LAKE POWELL: Wayne Gustaveson, DWR project leader, is an excellent resource for anyone wanting to fish Lake Powell. Please visit his website at: http://www.wayneswords.com for the latest fishing report.

LASAL MOUNTAINS: Mountain reservoir access is still closed, although Kens Lake is seeing some angler pressure, says Conservation Officer Tj Robertson. At Kens Lake, the brown trout are biting on spoons, Rooster tails or Jakes Spin-a-Lures. Rainbow trout are being taken with a mixture of green and orange PowerBait and nightcrawlers. One angler reported good success with yellow PowerBait, tipped with a small meal worm.

LOWER FISH CREEK: Scofield Reservoir’s outflow has been cut to less than 2 cfs, which has dewatered the creek. The few surviving trout are trapped in pools. Angler Jeff Anthony reported seeing only two pools that held any fish in three miles of stream length below the dam.

MILLSITE RESERVOIR: Ice fishing is over for the year, due to hazardous ice conditions.

SCOFIELD RESERVOIR: Although a few fishermen continue to catch fish and report fair or even good fishing, most anglers rate fishing as slow.

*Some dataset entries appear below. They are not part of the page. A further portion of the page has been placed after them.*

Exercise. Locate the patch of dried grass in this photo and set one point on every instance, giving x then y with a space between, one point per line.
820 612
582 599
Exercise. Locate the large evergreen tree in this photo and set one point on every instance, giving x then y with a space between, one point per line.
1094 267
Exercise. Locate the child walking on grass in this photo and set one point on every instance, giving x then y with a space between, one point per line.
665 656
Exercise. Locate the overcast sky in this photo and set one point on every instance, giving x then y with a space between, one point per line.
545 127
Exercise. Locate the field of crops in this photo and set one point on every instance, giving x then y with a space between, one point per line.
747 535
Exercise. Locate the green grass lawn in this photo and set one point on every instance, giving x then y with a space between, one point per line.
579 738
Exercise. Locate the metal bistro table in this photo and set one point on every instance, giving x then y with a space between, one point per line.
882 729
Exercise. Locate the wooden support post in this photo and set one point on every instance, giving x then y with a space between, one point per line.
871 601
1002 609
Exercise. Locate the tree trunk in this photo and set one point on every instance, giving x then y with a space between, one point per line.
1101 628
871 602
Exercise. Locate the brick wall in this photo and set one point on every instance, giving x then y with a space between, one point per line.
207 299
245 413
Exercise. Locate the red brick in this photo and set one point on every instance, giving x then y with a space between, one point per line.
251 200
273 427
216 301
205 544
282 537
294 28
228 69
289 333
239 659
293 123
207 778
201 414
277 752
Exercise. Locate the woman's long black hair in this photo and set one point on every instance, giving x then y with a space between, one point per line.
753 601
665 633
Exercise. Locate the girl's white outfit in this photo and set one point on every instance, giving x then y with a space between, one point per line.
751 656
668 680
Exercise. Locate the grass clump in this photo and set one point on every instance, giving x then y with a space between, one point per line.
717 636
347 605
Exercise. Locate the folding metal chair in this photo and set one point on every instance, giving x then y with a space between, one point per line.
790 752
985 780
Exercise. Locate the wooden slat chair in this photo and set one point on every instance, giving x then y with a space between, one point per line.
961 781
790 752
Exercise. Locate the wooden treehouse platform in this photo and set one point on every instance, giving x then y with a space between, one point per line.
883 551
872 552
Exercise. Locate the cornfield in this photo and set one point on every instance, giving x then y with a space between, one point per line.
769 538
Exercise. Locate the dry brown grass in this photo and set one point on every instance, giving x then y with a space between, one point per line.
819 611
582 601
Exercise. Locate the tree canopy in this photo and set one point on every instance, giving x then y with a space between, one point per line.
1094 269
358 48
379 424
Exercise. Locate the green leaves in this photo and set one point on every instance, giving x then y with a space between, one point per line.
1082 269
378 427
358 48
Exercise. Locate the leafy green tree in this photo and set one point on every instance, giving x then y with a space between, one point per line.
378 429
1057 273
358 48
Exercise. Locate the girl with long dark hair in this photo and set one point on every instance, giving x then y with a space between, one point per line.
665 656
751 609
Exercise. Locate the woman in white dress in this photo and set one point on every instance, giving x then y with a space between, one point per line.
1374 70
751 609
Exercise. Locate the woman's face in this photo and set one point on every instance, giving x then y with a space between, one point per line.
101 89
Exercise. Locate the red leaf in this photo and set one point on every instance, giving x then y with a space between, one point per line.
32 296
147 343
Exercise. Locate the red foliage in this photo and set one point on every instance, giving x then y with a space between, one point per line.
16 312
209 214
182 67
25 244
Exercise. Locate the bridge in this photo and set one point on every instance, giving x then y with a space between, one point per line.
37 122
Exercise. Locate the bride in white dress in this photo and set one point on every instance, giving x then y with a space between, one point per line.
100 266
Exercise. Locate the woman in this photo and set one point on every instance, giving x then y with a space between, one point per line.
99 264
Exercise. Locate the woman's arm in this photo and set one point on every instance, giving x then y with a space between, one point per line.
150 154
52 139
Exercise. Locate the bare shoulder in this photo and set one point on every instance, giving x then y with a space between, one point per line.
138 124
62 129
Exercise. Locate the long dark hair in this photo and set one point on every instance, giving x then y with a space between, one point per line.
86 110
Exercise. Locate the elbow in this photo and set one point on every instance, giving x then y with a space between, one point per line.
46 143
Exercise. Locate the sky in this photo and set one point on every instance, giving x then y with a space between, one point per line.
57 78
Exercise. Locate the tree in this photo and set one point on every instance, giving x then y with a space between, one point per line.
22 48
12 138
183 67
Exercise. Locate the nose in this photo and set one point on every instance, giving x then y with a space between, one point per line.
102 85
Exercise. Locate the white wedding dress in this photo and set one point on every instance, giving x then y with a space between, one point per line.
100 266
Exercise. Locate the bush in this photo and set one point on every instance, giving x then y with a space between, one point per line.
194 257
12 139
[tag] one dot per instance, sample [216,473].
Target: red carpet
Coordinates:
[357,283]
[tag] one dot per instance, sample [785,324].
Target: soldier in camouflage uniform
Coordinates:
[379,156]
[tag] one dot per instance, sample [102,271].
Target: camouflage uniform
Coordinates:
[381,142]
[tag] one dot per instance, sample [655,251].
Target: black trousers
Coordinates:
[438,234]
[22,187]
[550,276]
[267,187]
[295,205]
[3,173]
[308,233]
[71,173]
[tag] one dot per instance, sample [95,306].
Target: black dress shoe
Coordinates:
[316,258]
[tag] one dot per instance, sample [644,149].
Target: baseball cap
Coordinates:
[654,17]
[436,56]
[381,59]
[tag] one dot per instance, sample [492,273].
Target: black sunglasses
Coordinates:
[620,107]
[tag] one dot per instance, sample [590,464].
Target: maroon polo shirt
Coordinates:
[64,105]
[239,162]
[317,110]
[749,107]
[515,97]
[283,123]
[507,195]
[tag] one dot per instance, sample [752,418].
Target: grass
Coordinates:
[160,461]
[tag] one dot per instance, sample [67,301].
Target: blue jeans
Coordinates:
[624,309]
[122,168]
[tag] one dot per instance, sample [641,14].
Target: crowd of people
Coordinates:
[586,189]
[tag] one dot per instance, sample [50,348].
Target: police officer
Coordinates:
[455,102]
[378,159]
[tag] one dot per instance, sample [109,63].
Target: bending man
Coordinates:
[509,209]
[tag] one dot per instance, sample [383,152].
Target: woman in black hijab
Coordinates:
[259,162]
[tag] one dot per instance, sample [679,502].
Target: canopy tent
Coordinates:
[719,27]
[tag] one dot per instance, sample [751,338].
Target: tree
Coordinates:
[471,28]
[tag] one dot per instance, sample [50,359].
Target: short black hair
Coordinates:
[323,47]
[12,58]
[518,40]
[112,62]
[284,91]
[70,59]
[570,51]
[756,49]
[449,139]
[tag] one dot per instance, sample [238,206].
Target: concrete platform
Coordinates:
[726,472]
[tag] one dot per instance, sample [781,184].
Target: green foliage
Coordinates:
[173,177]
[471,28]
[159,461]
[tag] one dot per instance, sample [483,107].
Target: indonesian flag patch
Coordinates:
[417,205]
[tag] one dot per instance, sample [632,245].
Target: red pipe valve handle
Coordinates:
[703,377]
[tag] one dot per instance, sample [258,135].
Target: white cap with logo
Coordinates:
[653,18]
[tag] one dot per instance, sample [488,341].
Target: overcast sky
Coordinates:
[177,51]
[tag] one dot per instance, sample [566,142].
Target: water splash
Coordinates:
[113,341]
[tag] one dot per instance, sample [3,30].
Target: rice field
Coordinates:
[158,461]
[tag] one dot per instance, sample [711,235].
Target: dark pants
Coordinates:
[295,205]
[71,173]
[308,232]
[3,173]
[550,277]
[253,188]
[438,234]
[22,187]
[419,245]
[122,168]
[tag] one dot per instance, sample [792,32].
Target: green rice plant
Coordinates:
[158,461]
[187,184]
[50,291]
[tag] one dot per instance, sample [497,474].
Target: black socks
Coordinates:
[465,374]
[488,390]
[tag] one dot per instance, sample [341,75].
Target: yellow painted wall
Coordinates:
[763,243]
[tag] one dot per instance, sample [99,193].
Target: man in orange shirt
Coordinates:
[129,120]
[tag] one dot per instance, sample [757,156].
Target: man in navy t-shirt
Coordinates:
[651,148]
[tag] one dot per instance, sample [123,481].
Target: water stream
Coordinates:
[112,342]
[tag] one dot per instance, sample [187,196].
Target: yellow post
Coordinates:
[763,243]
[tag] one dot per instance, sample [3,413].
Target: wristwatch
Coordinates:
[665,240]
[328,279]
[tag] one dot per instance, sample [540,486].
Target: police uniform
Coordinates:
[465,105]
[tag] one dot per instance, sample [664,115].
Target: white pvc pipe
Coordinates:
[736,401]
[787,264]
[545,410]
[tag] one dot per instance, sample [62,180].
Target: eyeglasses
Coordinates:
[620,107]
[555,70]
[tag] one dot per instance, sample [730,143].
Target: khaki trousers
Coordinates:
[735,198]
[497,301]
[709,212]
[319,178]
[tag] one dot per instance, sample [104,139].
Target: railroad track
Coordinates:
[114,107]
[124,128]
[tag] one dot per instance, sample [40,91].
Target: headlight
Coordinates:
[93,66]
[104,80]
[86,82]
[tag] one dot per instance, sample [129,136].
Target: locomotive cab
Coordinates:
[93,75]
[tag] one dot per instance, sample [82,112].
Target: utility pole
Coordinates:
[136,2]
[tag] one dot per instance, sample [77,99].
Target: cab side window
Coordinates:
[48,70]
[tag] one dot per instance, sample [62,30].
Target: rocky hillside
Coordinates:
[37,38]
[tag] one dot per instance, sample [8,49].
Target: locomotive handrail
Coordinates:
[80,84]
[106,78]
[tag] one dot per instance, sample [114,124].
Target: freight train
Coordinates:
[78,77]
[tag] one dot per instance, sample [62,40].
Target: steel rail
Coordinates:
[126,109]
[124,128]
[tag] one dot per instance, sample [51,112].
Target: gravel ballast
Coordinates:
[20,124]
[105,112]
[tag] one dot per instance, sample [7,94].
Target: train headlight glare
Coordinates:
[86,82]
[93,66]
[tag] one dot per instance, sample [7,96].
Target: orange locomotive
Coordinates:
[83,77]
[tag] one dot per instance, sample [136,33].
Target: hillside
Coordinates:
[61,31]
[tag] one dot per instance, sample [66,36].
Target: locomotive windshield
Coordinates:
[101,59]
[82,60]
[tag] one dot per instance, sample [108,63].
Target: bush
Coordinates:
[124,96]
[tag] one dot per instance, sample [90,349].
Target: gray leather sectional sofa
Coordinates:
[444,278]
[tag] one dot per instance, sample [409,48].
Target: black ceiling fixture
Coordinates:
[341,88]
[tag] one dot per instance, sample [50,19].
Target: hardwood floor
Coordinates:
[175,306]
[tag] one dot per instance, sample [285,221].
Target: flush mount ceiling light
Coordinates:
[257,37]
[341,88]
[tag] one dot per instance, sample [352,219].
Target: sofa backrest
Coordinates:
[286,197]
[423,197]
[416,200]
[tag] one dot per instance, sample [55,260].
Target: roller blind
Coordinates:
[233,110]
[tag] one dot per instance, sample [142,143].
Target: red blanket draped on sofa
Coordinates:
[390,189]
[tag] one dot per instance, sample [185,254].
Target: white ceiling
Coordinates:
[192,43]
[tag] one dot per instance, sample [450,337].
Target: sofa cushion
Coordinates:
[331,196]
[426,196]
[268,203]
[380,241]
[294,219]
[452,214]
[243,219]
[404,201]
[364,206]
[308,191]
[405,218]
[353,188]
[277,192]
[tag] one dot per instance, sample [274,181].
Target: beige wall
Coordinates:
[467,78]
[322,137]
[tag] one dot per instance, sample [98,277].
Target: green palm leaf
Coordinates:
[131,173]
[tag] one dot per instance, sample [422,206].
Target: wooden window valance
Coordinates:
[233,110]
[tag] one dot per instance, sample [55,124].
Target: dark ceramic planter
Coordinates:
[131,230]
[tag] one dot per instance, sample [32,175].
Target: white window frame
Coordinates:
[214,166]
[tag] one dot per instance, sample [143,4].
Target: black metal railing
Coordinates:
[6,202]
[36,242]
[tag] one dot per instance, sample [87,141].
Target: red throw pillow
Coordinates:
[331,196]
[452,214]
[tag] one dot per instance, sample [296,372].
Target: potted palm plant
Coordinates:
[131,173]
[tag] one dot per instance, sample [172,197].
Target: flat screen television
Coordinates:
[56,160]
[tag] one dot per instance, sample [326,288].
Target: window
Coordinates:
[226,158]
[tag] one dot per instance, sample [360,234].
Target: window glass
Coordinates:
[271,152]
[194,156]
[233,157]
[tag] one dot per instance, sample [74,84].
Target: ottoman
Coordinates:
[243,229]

On BigFishTackle.com, "IceAndFly" reported fishing on February 28 and icing 22 trout. He said he missed a bunch of other fish, too. He described his setup as an FWB glow white jighead, tipped with a crawler. He fished on the west side in eight feet of water.

STRAIGHT CANYON: The best fishing will be had with fly fishing tackle, floating line, a small split sinker and a #12 bead head Montana pattern.